Critique of political economy
Critique of political economy or simply the first critique of economy is a form of social critique that rejects the conventional ways of distributing resources. The critique also rejects what its advocates believe are unrealistic axioms, faulty historical assumptions,[1] and taking conventional economic mechanisms as a given[2][3] or as transhistorical (true for all human societies for all time).[4][5] The critique asserts the conventional economy is merely one of many types of historically specific ways to distribute resources, which emerged along with modernity (post-Renaissance Western society).[6][7][8]
Critics of political economy do not necessarily aim to create their own theories regarding how to administer economies.[1][3][9][10] Critics of economy commonly view "the economy" as a bundle of concepts and societal and normative practices, rather than being the result of any self-evident economic laws.[3][11] Hence, they also tend to consider the views which are commonplace within the field of economics as faulty, or simply as pseudoscience.[2][12]

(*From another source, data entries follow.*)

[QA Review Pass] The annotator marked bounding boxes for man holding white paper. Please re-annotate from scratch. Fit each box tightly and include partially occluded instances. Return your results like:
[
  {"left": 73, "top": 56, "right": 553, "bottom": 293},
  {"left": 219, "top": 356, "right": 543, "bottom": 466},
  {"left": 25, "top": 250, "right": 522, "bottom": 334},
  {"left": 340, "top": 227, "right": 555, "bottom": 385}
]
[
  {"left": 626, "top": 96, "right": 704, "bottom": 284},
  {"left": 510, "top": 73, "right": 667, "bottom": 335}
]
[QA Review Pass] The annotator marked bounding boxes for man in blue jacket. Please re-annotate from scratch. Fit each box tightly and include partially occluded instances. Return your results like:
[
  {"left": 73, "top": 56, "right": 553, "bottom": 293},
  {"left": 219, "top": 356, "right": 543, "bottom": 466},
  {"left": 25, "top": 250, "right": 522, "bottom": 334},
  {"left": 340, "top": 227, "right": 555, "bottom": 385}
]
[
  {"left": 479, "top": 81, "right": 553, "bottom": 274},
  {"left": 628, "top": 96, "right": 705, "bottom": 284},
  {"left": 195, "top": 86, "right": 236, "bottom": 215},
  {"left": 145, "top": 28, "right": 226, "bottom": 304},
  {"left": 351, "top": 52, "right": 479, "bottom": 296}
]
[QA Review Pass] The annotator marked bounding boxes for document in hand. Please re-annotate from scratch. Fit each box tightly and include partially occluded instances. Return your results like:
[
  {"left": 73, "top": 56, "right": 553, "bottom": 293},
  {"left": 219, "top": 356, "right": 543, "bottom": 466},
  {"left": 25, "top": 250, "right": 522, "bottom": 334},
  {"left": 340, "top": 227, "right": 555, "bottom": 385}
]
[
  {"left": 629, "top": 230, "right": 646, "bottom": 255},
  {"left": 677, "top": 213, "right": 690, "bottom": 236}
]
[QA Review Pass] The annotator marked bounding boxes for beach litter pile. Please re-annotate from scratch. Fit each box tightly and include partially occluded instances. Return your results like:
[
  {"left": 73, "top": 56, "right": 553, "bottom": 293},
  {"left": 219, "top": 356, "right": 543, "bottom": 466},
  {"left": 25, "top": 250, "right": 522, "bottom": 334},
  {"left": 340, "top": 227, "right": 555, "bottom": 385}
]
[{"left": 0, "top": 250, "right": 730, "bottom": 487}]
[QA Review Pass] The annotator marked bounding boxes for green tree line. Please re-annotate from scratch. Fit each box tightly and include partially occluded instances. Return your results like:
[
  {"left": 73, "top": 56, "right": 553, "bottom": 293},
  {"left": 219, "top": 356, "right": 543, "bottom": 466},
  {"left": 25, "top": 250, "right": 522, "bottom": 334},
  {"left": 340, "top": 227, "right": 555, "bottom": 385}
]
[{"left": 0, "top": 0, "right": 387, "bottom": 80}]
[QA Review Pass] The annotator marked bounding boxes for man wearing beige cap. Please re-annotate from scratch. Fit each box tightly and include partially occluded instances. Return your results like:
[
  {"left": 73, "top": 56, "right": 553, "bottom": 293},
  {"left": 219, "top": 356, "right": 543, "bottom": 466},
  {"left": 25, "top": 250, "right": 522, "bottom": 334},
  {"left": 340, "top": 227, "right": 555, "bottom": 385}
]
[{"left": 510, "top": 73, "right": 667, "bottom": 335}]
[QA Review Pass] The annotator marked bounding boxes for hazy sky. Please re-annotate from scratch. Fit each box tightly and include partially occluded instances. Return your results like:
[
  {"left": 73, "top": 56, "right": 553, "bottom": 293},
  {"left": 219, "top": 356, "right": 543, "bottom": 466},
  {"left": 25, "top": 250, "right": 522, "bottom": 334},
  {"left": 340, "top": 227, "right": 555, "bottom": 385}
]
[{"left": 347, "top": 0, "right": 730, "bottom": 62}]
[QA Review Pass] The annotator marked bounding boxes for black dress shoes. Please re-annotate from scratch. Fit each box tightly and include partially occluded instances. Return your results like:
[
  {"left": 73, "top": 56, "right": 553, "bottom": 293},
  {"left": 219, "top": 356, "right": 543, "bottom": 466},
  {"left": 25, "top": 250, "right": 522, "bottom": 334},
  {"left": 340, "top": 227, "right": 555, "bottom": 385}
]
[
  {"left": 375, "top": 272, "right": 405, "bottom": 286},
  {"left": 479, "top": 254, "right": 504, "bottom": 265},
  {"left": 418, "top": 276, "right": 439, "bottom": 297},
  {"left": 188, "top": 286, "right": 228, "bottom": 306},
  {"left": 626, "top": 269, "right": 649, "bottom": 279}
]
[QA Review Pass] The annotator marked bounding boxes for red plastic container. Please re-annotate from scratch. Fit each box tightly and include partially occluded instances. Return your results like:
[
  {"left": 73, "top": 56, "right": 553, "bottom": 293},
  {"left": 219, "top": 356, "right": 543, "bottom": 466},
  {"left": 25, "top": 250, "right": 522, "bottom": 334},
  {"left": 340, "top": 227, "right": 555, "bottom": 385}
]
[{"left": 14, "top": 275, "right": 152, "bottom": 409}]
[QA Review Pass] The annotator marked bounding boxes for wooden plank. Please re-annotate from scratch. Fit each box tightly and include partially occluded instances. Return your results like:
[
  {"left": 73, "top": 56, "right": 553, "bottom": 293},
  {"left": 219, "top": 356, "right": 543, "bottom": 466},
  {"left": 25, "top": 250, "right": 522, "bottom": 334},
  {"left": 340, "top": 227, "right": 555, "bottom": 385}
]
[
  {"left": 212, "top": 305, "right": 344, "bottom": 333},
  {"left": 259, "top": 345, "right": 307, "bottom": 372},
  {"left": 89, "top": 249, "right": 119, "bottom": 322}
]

There are multiple critiques of political economy today, but what they have in common is critique of what critics of political economy tend to view as dogma, i.e. claims of the economy as a necessary and transhistorical societal category.[3][13]
Differences between critics of economy and critics of economical issues[edit]
One may differentiate between those who engage in critique of political economy, which takes on a more ontological character, where authors criticise the fundamental concepts and social categories which reproduce the economy as an entity.[3][10][11][68][69] While other authors, which the critics of political economy would consider only to deal with the surface phenomena of the economy, have a naturalized understanding of these social processes. Hence the epistemological differences between critics of economy and economists can also at times be very large.[48]
In the eyes of the critics of political economy, the critics of economic issues merely critique certain practices in attempts to implicitly or explicitly rescue the political economy; these authors might for example propose universal basic income or to implement a planned economy.[9][31][68][70]